En el discurso que Vargas Llosa realizó aquel día se perciben algunas certezas que le han acompañado desde entonces. Es cierto que ese día habló elogiosamente de la revolución cubana, pero también dejó claramente sentado que “la vocación literaria nace del desacuerdo de un hombre con el mundo, de la intuición de deficiencias, vacíos y escorias a su alrededor”. Y añadió premonitoriamente que “la literatura es una forma de insurrección permanente y ella no admite las camisas de fuerza”.

Rómulo Gallegos murió un par de años después, en abril de 1969. Por suerte tuvo el gusto de haber visto nacer el premio que llevaba su nombre. Vargas Llosa consolidó su brillante carrera literaria y unos años después, a través de una carta también firmada por Carlos Fuentes, Jean-Paul Sartre, Susan Sontag, Luis Goytisolo, entre otros, a raíz de la persecución que se conoció como el caso Padilla, comenzó su ruptura radical con el comunismo, y en particular con el cubano, razón por la cual recibió las peores descalificaciones personales de parte de Fidel Castro.

El Premio Rómulo Gallegos continuó su trayectoria. Durante la era democrática su entrega era una destacada ceremonia que contaba, generalmente, con la presencia del presidente de la República. Entre sus premiados destacan nombre claves de nuestra literatura como, recordando al azar, Carlos Fuentes, Arturo Uslar Pietri, Roberto Bolaño, Javier Marías, Enrique Vila Mata y Elena Poniatowska.

Pero con la entrada de Hugo Chávez y el chavismo al poder, como producto de una política cultural, sectaria e ideologizada, el Premio fue perdiendo calidad, polémicas sobre la politización de su jurado fueron arruinando su prestigio y grandes autores se han negado a presentar sus obras a concurso o las han retirado por los sesgos ideológicos de los jurados.
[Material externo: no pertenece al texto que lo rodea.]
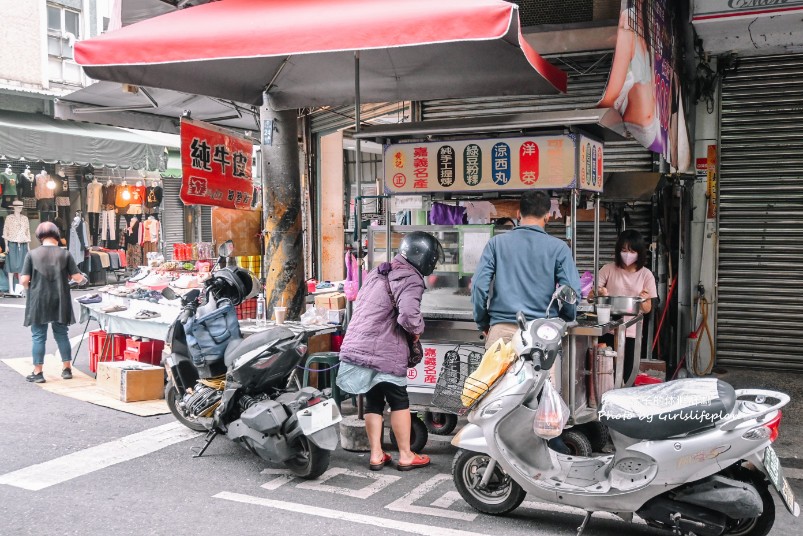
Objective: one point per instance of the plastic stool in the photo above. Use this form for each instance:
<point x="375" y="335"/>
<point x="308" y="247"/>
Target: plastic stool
<point x="330" y="361"/>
Pero allí queda para el recuerdo y la honra de las políticas culturales de la democracia, aquellas fotos en donde dos grandes de la literatura estrecharon sus manos firmando el acta de nacimiento de un premio literario que ha honrado la memoria de Gallegos y la obra de grandes escritores de ambos lados del Atlántico.
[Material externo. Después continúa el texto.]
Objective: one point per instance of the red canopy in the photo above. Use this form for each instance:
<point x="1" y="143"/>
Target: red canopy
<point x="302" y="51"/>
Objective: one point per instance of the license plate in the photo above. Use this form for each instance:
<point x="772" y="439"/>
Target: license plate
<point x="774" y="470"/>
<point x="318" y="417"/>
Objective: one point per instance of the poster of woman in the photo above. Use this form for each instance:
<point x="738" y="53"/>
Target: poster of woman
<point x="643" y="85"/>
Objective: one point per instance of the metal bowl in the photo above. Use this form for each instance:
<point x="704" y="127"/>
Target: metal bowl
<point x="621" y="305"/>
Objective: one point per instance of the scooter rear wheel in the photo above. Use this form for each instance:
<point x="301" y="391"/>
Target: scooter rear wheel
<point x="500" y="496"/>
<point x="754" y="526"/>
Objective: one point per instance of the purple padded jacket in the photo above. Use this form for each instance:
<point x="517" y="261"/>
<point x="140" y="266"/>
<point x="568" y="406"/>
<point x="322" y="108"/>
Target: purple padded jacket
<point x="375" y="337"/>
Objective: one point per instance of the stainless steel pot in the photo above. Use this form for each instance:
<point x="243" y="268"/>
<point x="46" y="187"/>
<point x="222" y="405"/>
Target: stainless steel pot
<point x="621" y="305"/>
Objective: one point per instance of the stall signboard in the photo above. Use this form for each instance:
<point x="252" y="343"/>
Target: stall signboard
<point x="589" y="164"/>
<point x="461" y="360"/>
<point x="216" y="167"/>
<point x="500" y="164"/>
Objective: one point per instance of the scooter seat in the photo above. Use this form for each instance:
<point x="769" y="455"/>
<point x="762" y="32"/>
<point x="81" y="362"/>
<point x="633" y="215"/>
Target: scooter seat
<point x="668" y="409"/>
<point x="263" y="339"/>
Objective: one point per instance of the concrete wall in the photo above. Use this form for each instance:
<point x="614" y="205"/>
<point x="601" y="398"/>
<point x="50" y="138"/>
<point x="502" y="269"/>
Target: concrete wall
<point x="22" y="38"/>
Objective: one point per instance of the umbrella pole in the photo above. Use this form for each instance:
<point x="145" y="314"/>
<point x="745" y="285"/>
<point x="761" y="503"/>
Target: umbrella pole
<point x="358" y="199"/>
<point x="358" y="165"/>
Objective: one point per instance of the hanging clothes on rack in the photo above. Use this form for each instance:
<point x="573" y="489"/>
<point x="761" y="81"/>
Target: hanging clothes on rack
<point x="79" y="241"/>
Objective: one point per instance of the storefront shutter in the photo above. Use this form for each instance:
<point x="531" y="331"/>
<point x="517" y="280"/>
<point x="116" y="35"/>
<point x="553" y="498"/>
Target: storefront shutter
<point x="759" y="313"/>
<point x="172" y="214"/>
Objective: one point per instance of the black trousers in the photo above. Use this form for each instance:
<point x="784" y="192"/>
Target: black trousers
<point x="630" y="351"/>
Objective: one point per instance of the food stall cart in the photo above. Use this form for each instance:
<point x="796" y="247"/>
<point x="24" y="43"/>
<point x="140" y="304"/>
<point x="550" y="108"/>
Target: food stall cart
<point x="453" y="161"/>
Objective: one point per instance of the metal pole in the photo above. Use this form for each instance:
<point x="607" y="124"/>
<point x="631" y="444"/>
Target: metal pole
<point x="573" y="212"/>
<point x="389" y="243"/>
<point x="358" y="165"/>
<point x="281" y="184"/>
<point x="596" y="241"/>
Aún resuenan las palabras del ganador de la primera edición del Rómulo  “(…) demostrándome desde que pisé esta ciudad tanto afecto, tanta cordialidad (…), Venezuela ha hecho de mí un abrumado deudor. La única manera como puedo pagar esa deuda es siendo, en la medida de mis fuerzas, más fiel, más leal, a esta vocación de escritor que nunca sospeché me depararía una satisfacción tan grande como la de hoy”. La deuda está muy bien saldada.